Внуков уже не поднять из земли, но я хотя бы попытаюсь наказать того, из-за кого они прожили кошмарную жизнь и приняли мученическую смерть. А власти… Они спохватятся, наверное, только если от Рустама пострадает еще не один ребенок.
Послесловие
Я связалась с адвокатом Рустама Сергеем БУРГУСТИНОВЫМ.
— Назовите свои самые веские аргументы, которые, как вы считаете, доказывают невиновность Рустама.
— Зачем? Это уже не нужно. Верховный суд сказал, что Рустам железобетонно не виновен. Же-ле-зо-бе-тон-но!
— Постойте, Верховный суд не нашел процессуальных нарушений в действиях присяжных, а само дело по существу не рассматривал.
— Это одно и то же.
— Это совсем не одно и то же.
— Я юрист с 40-летним стажем. Оправдательный приговор вступил в силу. Доказано, что Рустам не виновен.
— Будет еще кассация. Потом надзор в том же Верховном суде РФ.
— Ну и что? Судиться можно до бесконечности. И мы, кстати, собираемся обратиться в суд за возмещением Рустаму морального вреда за то, что он сидел в СИЗО. И будем ходатайствовать о возбуждении уголовного дела против Нины Ефремовой за клевету. А Рустам железобетонно невиновен, еще раз вам повторю. Запомните это.
...О поведении самого Бургустинова рассказывают интересные вещи. Он давно и тесно дружит с властью — являлся представителем элистинского городского собрания, врио министра внутренних дел Калмыкии... Когда в газете «Современная Калмыкия» вышла статья о беспределе со стороны сотрудников угрозыска УВД по г. Элисте, Бургустинов устроил погром в редакции, вывез несколько тысяч экземпляров газеты. Журналисты написали заявление в правоохранительные органы, но дело так и не было доведено до суда. Так что Бургустинов умеет обращаться с прессой. Железобетонно.

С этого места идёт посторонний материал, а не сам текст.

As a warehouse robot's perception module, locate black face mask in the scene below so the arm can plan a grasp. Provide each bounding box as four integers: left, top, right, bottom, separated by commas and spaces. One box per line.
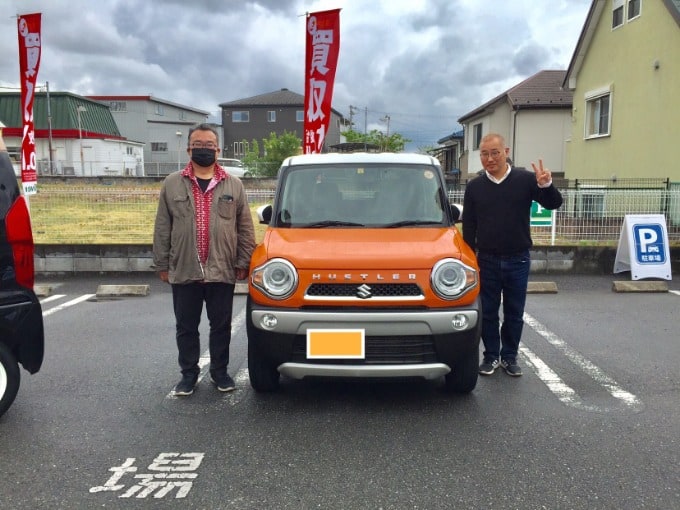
191, 149, 216, 166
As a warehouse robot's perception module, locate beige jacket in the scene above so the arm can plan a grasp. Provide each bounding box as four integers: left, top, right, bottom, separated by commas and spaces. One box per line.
153, 171, 255, 284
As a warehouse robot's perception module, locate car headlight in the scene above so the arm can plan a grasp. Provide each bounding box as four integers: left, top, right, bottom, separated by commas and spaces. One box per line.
430, 259, 478, 299
251, 259, 298, 299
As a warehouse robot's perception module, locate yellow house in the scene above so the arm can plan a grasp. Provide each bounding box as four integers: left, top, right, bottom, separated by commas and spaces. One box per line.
563, 0, 680, 182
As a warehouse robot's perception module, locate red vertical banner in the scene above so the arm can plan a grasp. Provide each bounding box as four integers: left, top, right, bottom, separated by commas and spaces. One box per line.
17, 13, 41, 195
303, 9, 340, 154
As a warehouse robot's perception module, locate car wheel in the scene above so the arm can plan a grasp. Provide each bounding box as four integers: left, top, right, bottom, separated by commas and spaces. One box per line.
248, 340, 280, 392
444, 350, 479, 393
0, 343, 21, 416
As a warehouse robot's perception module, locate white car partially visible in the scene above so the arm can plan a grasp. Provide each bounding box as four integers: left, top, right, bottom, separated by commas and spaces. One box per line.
217, 158, 249, 179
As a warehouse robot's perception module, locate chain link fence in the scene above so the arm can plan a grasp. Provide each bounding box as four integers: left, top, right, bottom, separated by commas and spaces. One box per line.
29, 184, 680, 245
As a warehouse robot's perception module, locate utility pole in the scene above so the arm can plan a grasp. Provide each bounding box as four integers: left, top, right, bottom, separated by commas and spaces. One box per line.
380, 115, 390, 138
349, 105, 359, 130
45, 81, 55, 175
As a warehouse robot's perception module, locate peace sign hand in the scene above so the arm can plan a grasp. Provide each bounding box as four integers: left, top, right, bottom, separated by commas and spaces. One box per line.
531, 159, 552, 186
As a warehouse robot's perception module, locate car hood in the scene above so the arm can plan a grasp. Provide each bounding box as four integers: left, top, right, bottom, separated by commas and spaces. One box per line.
264, 227, 462, 270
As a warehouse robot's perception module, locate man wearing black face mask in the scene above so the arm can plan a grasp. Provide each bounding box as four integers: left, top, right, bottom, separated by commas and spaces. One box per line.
153, 124, 255, 395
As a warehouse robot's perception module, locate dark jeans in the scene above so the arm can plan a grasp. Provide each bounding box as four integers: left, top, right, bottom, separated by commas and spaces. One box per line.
172, 283, 235, 376
477, 250, 531, 361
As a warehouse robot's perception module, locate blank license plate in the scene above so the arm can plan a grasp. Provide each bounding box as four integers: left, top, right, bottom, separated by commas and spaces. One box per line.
307, 329, 366, 359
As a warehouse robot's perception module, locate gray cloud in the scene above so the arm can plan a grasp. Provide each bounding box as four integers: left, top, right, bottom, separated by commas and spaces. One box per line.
0, 0, 590, 149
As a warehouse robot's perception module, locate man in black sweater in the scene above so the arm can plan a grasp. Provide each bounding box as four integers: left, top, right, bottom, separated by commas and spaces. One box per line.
463, 133, 562, 377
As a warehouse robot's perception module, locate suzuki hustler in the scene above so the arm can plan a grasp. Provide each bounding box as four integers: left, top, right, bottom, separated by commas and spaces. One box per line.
246, 153, 481, 393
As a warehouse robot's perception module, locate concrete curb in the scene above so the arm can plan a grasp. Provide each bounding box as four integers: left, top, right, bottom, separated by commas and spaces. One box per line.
612, 281, 668, 292
527, 282, 557, 294
96, 285, 149, 298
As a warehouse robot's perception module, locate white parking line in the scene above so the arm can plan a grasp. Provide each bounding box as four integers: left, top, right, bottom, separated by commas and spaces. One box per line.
43, 294, 95, 317
524, 313, 642, 411
40, 294, 66, 305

Разгадка любого преступления кроется в ответе на вопрос, кому оно выгодно. Кому была выгодна смерть маленького Даниила — главного свидетеля и потерпевшего по уголовному делу в отношении Рустама Калсынова? Кому было выгодно, чтобы мать Даниила сошла с ума (а лучше вообще умерла)? Кому удобно, чтобы мать Тамары Калсыновой тоже оказалась в тюрьме, а не обивала пороги кабинетов высоких начальников? Ответы на эти вопросы, увы, лежат на поверхности. Жаль только, что российская Фемида предпочитает не искать ответы на эти вопросы, а стыдливо закрывать глаза и уши.
Прошу считать этот материал официальным обращением к председателю Верховного суда РФ В.М.Лебедеву.